Example: Describe your most significant leadership experience and what was your role. How will the experience contribute to learning at Tuck? (Tuck-Dartmouth)

Key words: Lead, motivate, take charge, affect, guide, direct, responsibility, decision, inspire, encourage, power, influence, run, organize, mentor, motivate.

Leadership (and teamwork) is going to be a significant theme in every application you submit. MBA admissions committees pose this question so that they can assess whether you have what it takes for leadership and, more crucially, how you perceive and approach working with others. Part of possessing what it takes is to know what that is. Having merely held a leadership role does not necessarily mean that you did a great job at it. You must demonstrate to them that you have some sense of good leadership.

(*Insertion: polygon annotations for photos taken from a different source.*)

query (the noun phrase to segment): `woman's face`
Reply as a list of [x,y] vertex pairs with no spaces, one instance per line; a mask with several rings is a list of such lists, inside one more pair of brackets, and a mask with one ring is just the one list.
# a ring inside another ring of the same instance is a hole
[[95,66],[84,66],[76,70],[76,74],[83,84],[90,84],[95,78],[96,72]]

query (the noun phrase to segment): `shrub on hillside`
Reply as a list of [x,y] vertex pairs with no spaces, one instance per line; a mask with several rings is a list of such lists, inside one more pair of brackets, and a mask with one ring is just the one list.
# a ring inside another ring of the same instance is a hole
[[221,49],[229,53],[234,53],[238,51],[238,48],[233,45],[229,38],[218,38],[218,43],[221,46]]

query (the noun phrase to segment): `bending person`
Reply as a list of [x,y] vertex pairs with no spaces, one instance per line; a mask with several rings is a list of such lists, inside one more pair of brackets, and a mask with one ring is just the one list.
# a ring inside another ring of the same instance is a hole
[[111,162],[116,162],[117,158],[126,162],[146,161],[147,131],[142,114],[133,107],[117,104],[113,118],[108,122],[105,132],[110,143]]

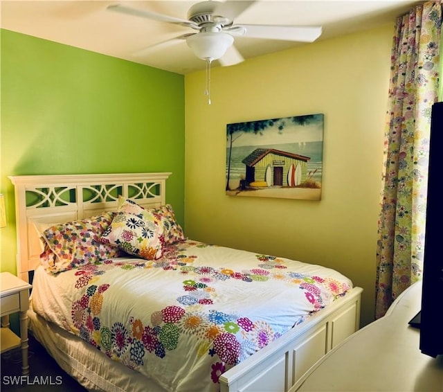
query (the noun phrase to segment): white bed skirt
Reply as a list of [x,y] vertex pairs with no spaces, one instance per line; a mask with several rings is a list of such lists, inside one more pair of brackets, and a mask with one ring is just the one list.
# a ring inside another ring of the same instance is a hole
[[48,323],[34,312],[32,301],[30,305],[29,328],[34,337],[65,372],[88,391],[165,392],[143,375],[110,359],[78,337]]

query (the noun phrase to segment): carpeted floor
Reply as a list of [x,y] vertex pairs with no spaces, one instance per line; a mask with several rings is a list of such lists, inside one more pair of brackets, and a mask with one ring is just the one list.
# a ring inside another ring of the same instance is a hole
[[19,348],[1,355],[0,390],[3,392],[85,392],[87,390],[59,367],[30,334],[29,375],[21,376]]

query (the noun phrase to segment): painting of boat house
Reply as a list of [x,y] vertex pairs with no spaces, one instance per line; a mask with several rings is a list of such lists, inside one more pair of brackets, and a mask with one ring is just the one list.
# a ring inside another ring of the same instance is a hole
[[226,195],[320,200],[323,115],[228,124]]

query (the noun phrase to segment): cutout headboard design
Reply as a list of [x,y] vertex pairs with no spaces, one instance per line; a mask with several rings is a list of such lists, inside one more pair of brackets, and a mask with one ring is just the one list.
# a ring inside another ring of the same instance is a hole
[[39,264],[41,247],[35,221],[65,223],[117,209],[118,196],[145,207],[166,202],[170,172],[10,176],[15,186],[17,276]]

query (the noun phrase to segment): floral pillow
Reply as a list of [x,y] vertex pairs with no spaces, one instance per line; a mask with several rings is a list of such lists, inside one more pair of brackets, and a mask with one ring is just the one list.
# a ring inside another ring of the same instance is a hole
[[42,264],[49,272],[57,274],[102,260],[118,257],[118,247],[104,244],[100,239],[111,224],[114,213],[56,224],[42,233],[44,249]]
[[165,244],[174,244],[185,239],[183,229],[176,220],[172,206],[170,204],[146,209],[132,200],[120,197],[118,211],[135,214],[141,213],[143,211],[152,213],[157,219],[161,220],[161,224],[163,226]]
[[100,241],[146,260],[160,258],[163,253],[164,242],[160,220],[144,208],[137,213],[134,213],[136,208],[130,211],[119,208]]

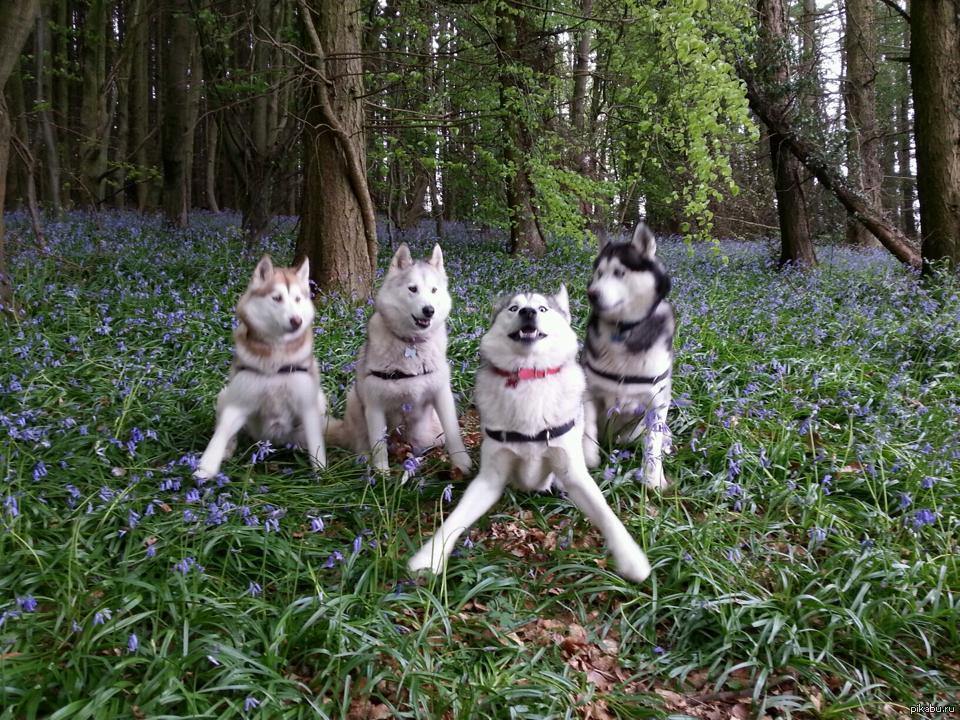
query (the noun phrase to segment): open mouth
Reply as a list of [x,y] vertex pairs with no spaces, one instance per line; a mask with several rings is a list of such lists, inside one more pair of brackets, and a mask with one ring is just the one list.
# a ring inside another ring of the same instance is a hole
[[432,318],[418,318],[416,315],[411,315],[410,317],[413,318],[413,322],[421,330],[426,330],[430,327],[430,323],[433,322]]
[[515,342],[532,343],[536,342],[537,340],[542,340],[546,337],[546,334],[540,332],[535,327],[524,326],[519,330],[514,330],[512,333],[507,335],[507,337]]

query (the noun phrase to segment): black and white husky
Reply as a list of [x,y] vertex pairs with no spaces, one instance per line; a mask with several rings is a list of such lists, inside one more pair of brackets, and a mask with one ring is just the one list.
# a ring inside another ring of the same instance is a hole
[[518,293],[498,303],[480,341],[474,399],[484,437],[480,470],[436,534],[410,559],[411,570],[442,570],[461,534],[497,502],[506,486],[551,485],[593,523],[617,571],[641,582],[650,563],[607,504],[583,457],[586,381],[577,362],[566,288],[553,296]]
[[614,436],[632,443],[646,431],[643,479],[663,488],[674,317],[666,301],[670,276],[656,253],[657,241],[641,223],[630,242],[602,244],[593,264],[583,352],[588,388],[583,449],[587,464],[596,467],[598,440]]

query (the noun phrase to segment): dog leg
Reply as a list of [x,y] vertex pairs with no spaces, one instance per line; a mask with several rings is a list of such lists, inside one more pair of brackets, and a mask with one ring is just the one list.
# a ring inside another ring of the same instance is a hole
[[303,437],[306,441],[310,463],[315,470],[323,469],[327,464],[327,448],[323,441],[323,410],[326,404],[317,398],[303,409]]
[[410,571],[429,569],[435,575],[440,573],[457,540],[500,499],[504,486],[503,479],[493,473],[484,473],[481,466],[453,512],[440,524],[434,536],[410,558],[407,563]]
[[375,403],[364,406],[367,421],[367,437],[370,439],[370,462],[379,472],[389,472],[387,459],[387,414]]
[[250,411],[239,405],[225,403],[220,408],[217,413],[217,426],[214,428],[213,437],[210,438],[207,449],[200,456],[200,464],[194,472],[196,477],[211,478],[220,471],[220,463],[223,462],[223,457],[230,443],[234,441],[237,433],[240,432],[249,417]]
[[585,466],[577,467],[571,458],[564,477],[564,489],[570,501],[593,523],[610,548],[617,572],[627,580],[643,582],[650,575],[650,561],[637,542],[607,504],[600,488]]
[[460,422],[457,420],[457,405],[453,400],[453,392],[449,385],[442,388],[434,398],[434,407],[437,416],[440,418],[440,425],[443,427],[444,441],[447,447],[447,454],[450,456],[450,462],[460,472],[466,474],[470,472],[473,463],[470,461],[470,455],[463,444],[463,438],[460,436]]
[[583,401],[583,457],[587,467],[600,466],[600,436],[597,433],[596,401],[587,396]]

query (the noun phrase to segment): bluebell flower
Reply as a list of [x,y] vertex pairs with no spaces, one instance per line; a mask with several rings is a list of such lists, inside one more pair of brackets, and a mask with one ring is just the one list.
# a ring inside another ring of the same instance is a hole
[[24,612],[35,612],[37,609],[37,600],[33,595],[24,595],[17,598],[17,605]]

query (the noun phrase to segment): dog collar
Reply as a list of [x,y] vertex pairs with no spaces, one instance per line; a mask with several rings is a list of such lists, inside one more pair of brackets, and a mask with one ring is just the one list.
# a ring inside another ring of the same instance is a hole
[[574,425],[576,425],[576,420],[569,420],[563,425],[541,430],[536,435],[524,435],[513,430],[491,430],[490,428],[485,428],[485,431],[487,437],[497,442],[549,442],[561,435],[566,435],[573,429]]
[[656,377],[650,377],[648,375],[614,375],[613,373],[603,372],[591,365],[589,360],[585,362],[584,365],[586,365],[587,369],[594,375],[599,375],[607,380],[613,380],[620,385],[656,385],[661,380],[666,380],[670,377],[670,368],[667,368]]
[[[247,372],[255,372],[257,373],[257,375],[273,375],[273,373],[265,373],[262,370],[257,370],[256,368],[252,368],[247,365],[237,365],[236,370],[237,372],[243,372],[244,370],[246,370]],[[310,371],[301,365],[284,365],[283,367],[277,368],[276,374],[289,375],[295,372],[310,372]]]
[[417,373],[416,375],[411,375],[410,373],[401,372],[399,370],[391,370],[390,372],[371,370],[369,374],[382,380],[408,380],[412,377],[423,377],[424,375],[429,375],[431,372],[432,370],[427,370],[422,373]]
[[[556,375],[558,372],[563,370],[564,366],[555,368],[547,368],[546,370],[537,370],[536,368],[520,368],[519,370],[503,370],[494,365],[490,366],[490,369],[496,375],[500,377],[507,378],[507,387],[516,387],[521,380],[539,380],[540,378],[545,378],[548,375]],[[569,430],[570,428],[567,428]]]

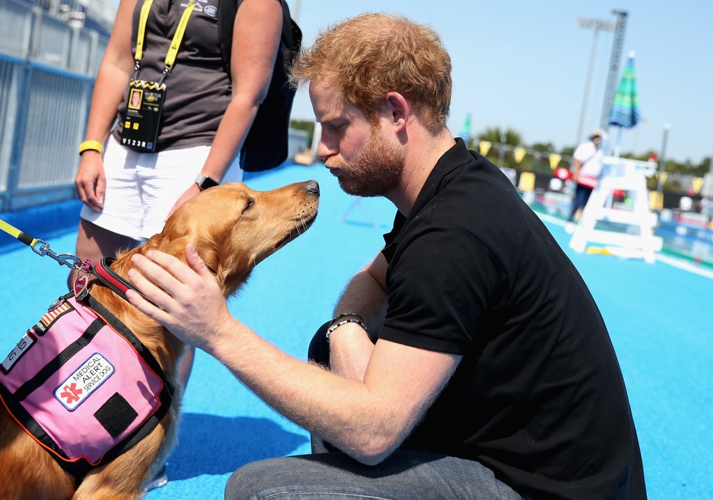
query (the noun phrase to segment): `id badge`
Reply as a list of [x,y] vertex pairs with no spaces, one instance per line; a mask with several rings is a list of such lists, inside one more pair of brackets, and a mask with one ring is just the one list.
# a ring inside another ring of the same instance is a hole
[[140,153],[155,150],[165,96],[165,83],[145,80],[129,82],[126,116],[121,126],[122,144]]

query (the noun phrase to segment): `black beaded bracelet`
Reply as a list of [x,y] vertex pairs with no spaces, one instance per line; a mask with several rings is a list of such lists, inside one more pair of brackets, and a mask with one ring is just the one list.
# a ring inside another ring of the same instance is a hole
[[329,343],[329,335],[332,335],[332,332],[342,325],[347,325],[347,323],[359,323],[364,332],[368,331],[366,330],[366,322],[364,320],[364,317],[361,315],[356,312],[345,312],[332,320],[332,325],[327,329],[327,333],[324,334],[324,340],[327,340],[327,344]]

You must also demonstrate to them that you have some sense of your own personal leadership style – how you influence, motivate, discipline, and inspire others to perform, etc. - and what drives your style. In any leadership conversation, you should have a sense of respect for the challenges that come with it. If you believe that leadership is a cakewalk, you have never actually led.

MBA essay type 4: Uniqueness and diversity

Example: With your work experience and background, what unique values can you contribute to enrich the learning experience at HKUST MBA? (HKUST)

Key words: Contribute, diversity, experience, knowledge, range, skill, improve, talent, expertise, affect, ability, background, unique qualities, variety, enhance, develop, special.

Here, the admissions committee is looking for what in your background, ability, experience or training distinguishes you and will be of special value to your class and the program as a whole. While other essays are intended to determine if you are the appropriate fit for the MBA mold, the test here is if you can stand out from the pack.

Put another way; in other essays and sections of the application, applicants give reasons for an MBA admissions committee not to say no – playing it safe, fitting into boxes that need to be filled. But by doing so, they are not giving the committee a good, positive reason to say yes. In this kind of MBA essay, they are seeking a reason to say 'yes'.

MBA essay type 5: Ethics and values

Example: Describe the situation involving the highest ethical complexity that you have encountered in your professional or academic career, and how your contribution contributed to its resolution. (IE)

Recognition keywords: Ethics, values, principles, standards, ideals, code of conduct, beliefs, philosophy, personal guidelines, integrity, dilemma, decision, challenge.

Values are in. In the aftermath of Enron, the credit crunch, the Panama Papers and the never-ending litany of serious public trust breaches by business leaders, business ethics are in the spotlight. Business schools have been universally condemned for creating morally questionable, self-enriching managers. MBA admissions teams are under pressure to bring on board a better kind of person.

The game with the ethics-focused MBA essay is that we all know what good values are and we all profess to possess them. And yet there are still instances of scheming scoundrels. So, crafting a good essay in which you shake your head and tut-tut over business and personal depravity, bid-rigging, claims-cheating, document falsifications, payoffs, etc., and reassure the reader of your unstinting dedication to fair play, good governance, and honest dealing is, please understand, utterly useless to your admissions prospects. Cheap talk.

But, you will impress if you can show some regard for your own, personal set of values and offer hard evidence of your commitment to values in the face of temptation and self-interest.